Chris's thumbs began pressing into the base of her skull. "Thanks," she murmured. "Maybe James's excuse in the Calvin Coolman case—about not disclosing client confidences—was bullshit. But maybe it wasn't. The risk in our case is that James will testify that Rennell confessed to murder—or that James learned something from Rennell, or maybe even Payton, which points to guilt. That not only would eviscerate any claim of innocence but suggests Rennell is at least smart enough to lie in a consistent way. Lousy atmospherics for claiming he's retarded."

She heard Chris laugh softly. "No wonder you've got a headache. Does James have any friends we can locate?"

"Not really. Johnny says his associates from back then seem to have dropped away—mostly sleazebags, anyhow. But there is an ex-wife, and ex-wives can be useful."
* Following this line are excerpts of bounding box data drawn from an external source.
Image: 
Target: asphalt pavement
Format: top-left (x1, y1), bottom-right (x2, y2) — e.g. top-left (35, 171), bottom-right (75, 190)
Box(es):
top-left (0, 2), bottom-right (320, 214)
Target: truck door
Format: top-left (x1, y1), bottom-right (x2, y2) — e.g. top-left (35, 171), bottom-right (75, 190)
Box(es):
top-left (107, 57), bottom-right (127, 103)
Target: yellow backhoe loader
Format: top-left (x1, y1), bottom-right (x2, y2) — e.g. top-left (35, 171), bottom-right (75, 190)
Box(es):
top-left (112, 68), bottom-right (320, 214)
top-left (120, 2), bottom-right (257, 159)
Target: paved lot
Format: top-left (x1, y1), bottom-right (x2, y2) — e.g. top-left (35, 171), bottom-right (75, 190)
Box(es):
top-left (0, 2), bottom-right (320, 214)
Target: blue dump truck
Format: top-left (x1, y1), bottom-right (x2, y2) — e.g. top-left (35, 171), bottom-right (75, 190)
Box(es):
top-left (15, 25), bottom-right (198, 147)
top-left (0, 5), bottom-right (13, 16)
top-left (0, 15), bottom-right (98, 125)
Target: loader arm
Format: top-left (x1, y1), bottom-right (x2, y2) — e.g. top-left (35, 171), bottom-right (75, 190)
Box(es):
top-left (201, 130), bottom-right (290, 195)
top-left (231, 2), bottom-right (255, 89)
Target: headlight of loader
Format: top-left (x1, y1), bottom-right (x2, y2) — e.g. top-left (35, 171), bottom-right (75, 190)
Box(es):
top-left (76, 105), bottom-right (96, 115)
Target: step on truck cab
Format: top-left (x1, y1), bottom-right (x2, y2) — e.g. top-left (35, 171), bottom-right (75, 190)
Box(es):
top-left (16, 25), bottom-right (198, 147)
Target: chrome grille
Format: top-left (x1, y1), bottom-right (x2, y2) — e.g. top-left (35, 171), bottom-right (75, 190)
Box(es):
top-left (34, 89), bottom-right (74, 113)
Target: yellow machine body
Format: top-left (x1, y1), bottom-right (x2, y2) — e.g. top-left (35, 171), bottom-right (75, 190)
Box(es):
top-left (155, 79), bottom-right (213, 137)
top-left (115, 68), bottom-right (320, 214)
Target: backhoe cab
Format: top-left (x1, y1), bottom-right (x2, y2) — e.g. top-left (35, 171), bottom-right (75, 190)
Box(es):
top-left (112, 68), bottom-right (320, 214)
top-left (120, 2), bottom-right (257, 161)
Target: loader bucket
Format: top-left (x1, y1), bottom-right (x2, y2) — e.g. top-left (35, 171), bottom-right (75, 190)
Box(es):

"You might start there. We need to feel out his frame of mind before we go stirring up old memories. And for all you know, he's descended from coke to crack."

"Maybe. But Johnny says he's working in a law library."

"Nice to know that James could find one." Chris's thumbs increased their pressure. "How's that?"

"Fine. Eyes still hurt though."

"I'll get you a damp cloth to put over them before you go to sleep. Unless there's some other service I can perform."

Terri smiled into the pillow. "Does it require my involvement?"

"It might—depends, I suppose. So what other of your problems can I resolve?"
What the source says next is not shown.